就眼下的架勢,我一個不懂什么政治的盲人都能看得出來。
齊恒怕是鐵了心的要跟著溫平廝混,不論是我,還是其他人,都屬于他為溫平招兵買馬中的一環。
而杜昂呢,志不在崇市,李廷、彭海濤之流可能只是他鉚足勁往上攀爬的經驗包之一,已經把崇市的天攪渾了,目的也算達到,所以他不太可能繼續咬著溫平繼續往下撕吧,如何跟這兩尊大佛交往,如何維持平衡,成了我的首要目標。
“師傅受累,水晶宮大酒店。”
坐進出租車里,安瀾剛把背包塞到腳下,我就沖司機師傅揚了揚下巴。
“好嘞!”
司機師傅手搭在方向盤上正要掛擋,忽然扭頭瞅了我兩眼,“老弟怕是剛從外地回來的吧?”
我正納悶他為啥會這么說時候,那師傅已經樂呵呵的踩油起步了:“現在哪還有水晶宮咯,今早上剛換的招牌,改叫龍宮咯!”
我心頭頓時一怔,靠在椅背上暗自琢磨。
這宮建軍的動作屬實夠快的啊,看來李濤這一倒,對他酒店里的生意著實影響真不小,不然也犯不著那么急吼吼換招牌投我們的所好。
思索幾秒后,我摸出手機翻出二盼的號碼直接撥了過去。
“盼盼,你跟超哥現在去趟杜鵑的青瓦會所。”
電話一接通我就直截了當吩咐:“照著他們那兒最高規格訂上一桌,煙啊、酒啊,也全要成最好的,千萬別摳搜的。

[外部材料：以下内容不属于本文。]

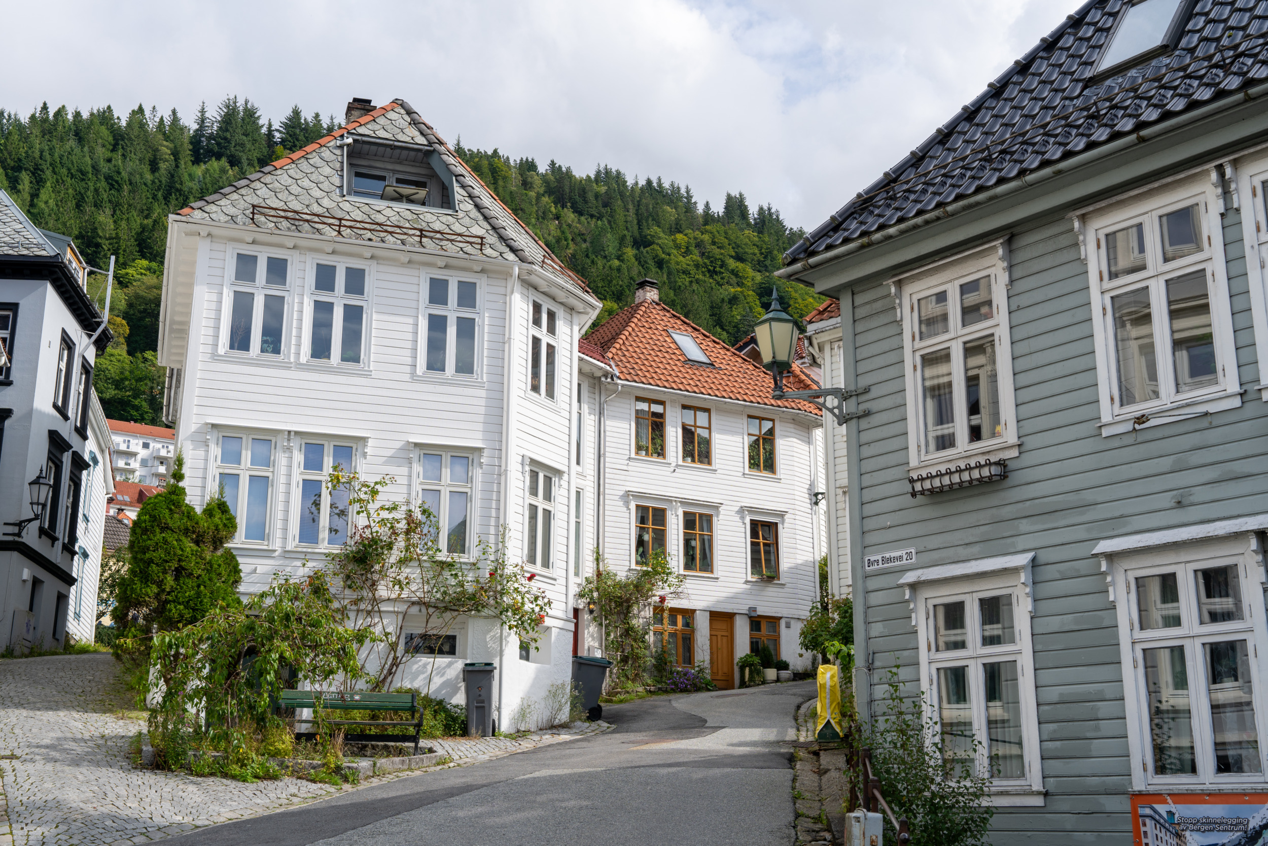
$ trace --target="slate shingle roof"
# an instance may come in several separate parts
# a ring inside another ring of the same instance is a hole
[[[427,207],[403,208],[351,200],[340,194],[342,151],[333,141],[349,133],[385,141],[399,141],[430,147],[453,174],[456,186],[456,214]],[[533,231],[488,189],[484,183],[402,99],[393,100],[351,120],[330,134],[297,150],[289,156],[265,165],[232,185],[190,203],[178,214],[193,219],[209,219],[238,226],[279,228],[299,233],[330,235],[320,223],[278,221],[256,216],[252,207],[294,209],[309,214],[328,214],[368,225],[388,225],[411,230],[429,230],[445,235],[468,236],[468,240],[427,238],[427,246],[459,252],[472,257],[488,256],[535,264],[590,293],[586,280],[564,268]],[[349,237],[361,237],[361,233]],[[375,231],[374,240],[384,244],[413,242],[404,235]],[[483,245],[470,238],[483,237]]]
[[[670,336],[670,330],[695,337],[714,365],[687,361]],[[648,299],[616,312],[582,342],[587,341],[607,356],[616,374],[625,382],[812,415],[823,413],[800,400],[772,400],[770,373],[661,302]],[[818,387],[795,364],[784,384],[787,391]]]
[[[921,146],[784,254],[785,264],[1050,166],[1268,79],[1268,0],[1198,0],[1177,48],[1093,81],[1123,0],[1090,0]]]

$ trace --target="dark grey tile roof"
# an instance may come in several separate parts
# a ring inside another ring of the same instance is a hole
[[[1093,84],[1097,58],[1126,8],[1123,0],[1090,0],[1069,15],[785,252],[785,264],[1268,79],[1268,0],[1198,0],[1175,51]]]

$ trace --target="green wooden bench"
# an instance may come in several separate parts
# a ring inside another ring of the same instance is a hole
[[[283,690],[278,708],[321,708],[322,710],[369,710],[369,712],[410,712],[415,718],[413,734],[345,734],[350,743],[413,743],[413,753],[418,753],[418,736],[422,733],[422,712],[418,709],[418,694],[374,694],[366,690],[349,693],[325,690]],[[288,722],[309,723],[316,718],[287,718]],[[391,719],[323,719],[325,726],[392,726],[410,728],[411,723]],[[317,732],[297,732],[299,739],[314,739]]]

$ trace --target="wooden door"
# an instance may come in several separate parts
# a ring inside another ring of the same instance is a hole
[[[735,686],[735,615],[709,613],[709,677],[719,690]]]

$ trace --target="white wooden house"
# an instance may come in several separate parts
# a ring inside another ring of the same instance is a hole
[[[463,662],[495,661],[507,726],[571,676],[574,356],[600,303],[407,103],[347,119],[171,216],[165,416],[190,501],[223,487],[237,515],[243,594],[342,542],[333,464],[427,502],[456,554],[505,528],[553,601],[540,648],[521,660],[465,620],[432,691],[458,698]]]

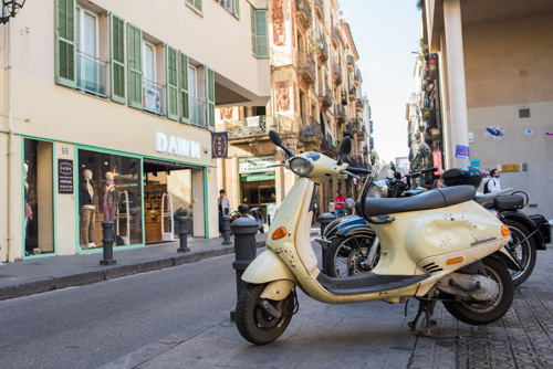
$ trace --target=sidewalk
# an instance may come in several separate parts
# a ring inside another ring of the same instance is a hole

”
“啊?龍哥這是有啥大人物要招待吶?”
二盼在那頭嘿嘿笑,帶著點看熱鬧的好奇。
“招待誰不重要。”
我抽吸兩下鼻子,語氣沉了沉說道:“重要的是要讓杜組長看明白,咱們是跟他站一邊的,樂意為他的生意買單的。”
頓了幾秒后,我又補充一句:“另外老畢今兒該去醫院換藥拆石膏了吧?記得繞路去接他,一塊兒帶上,別落下,我不到,老畢和你在的話,也算是咱們龍騰公司的態度。”
“完事之后呢?我們直接擱青瓦會所等著嗎?”
電話那頭窸窸窣窣一陣響動,二盼的聲音帶著點不確定。
“等雞毛啊!”
我搓了搓臉蛋上的干皮笑罵一句,接著又交代道:“完事,你們再去趟市政樓,找溫平。”
“溫平?”
二盼明顯愣了下:“他不是在環保局坐辦公室嗎?跑市政樓能找著?再說咱們跟他也...”
“別墨跡,讓你干嘛就干嘛,找不找得到另說!”
我靠在車窗上,看著街對面小吃攤冒起的熱氣,低聲囑咐:“關鍵是得讓旁人都看見,咱們在到處找他,這點門道你還不懂?”
電話那頭傳來二盼恍然大悟的“哦”了一聲。
“算了,你就按我說的進行吧。”
別看他“哦”,他就算哦破腦袋也夠嗆明白我的用意。
“樊龍,你這招走的真好,溫平這人不一樣,他送的禮咱能推,但臉面上得讓他過得去,不遠不近地吊著,確實是最正確的方式。”
坐在我旁邊的安瀾溫婉一笑。
“唉,二盼要是有你這腦子就好了,都不需要我操太多心,瓶底子那逼玩意兒也不知道啥時候能出來,現在突然發現,跟他對話,我好像最省時省力。”
我感慨的嘆了口氣。
雖說瓶底子這貨的小心眼子賊多,但不得不承認,他的情商和智商確實凌駕于大部分人之上,很多時候我只需要朝他眨巴兩下眼睛,他馬上就能明白是怎么一回事。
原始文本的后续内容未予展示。